Dari sinilah Guru Bakhiet menyiarkan tarekat Alawiyah lewat wirid yang dibaca
dalam setiap pengajiannya. Tentang Tarekat Alawiyah, Tuan Guru Haji Muhammad
Bakhiet mengucapkan bahwa Tarekat Alawiyah itu zhahirnya Ghazaliyah, batinnya
Syadziliyah. Itulah sebabnya dalam banyak pengajiannya menggunakan kitab-kitab
karangan Imam Ghazali, seperti Bidayah al-Hidayah, Minhaj al-’Abidin, dan Ihya Ulumiddin; juga kitab
Al-Hikam maupun Tajul ‘Arus li Tahdzib an-Nufus karangan Imam Ibnu Athaillah
as-Sakandari..
Ceramah
Guru Bakhiet mampu melunakkan hati yang membatu, menyejukkan kalbu. Meski
dengan suara yang agak datar, tetapi mampu membuat hati bergetar. Walau dengan
suara yang terkadang sendu, tetapi justru membuat hati semakin rindu. Sejak
sekitar bulan September 2013, bagi kita yang berdomisili di luar Kalimantan,
bisa mengikuti rekaman pengajian Guru Bakhiet melalui saluran Aswaja TV.

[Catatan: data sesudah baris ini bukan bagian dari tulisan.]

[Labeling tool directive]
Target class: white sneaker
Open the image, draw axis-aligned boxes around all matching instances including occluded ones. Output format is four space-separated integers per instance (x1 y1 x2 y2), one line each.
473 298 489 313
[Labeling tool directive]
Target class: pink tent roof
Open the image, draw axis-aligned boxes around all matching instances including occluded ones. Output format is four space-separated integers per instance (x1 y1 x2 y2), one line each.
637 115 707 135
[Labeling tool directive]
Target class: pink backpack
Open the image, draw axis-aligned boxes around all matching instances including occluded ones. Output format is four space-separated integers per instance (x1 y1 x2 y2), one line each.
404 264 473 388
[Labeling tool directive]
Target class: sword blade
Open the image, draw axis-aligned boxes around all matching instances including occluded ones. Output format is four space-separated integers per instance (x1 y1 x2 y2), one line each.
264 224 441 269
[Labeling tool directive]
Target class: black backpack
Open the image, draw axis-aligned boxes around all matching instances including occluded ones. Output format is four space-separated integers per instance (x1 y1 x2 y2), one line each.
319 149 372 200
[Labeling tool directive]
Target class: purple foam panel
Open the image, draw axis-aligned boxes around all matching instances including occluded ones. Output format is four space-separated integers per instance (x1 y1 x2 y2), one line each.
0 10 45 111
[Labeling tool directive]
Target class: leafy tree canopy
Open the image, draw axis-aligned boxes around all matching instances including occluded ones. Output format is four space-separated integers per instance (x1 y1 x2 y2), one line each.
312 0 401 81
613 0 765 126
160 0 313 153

Saat pandemi COVID-19 ini, Guru Bakhiet mengimbau kepada masyarakat muslim untuk memperbanyak melakukan amalan-amalan, seperti memperbanyak istighfar, sedekah, serta memperbanyak membaca sholawat dan doa tawassul. Semoga kita umat muslim selalu mendapat perlindung-Nya dan memperoleh kebaikan, serta semoga selalu dalam ketaatan ibadah kepada-Nya.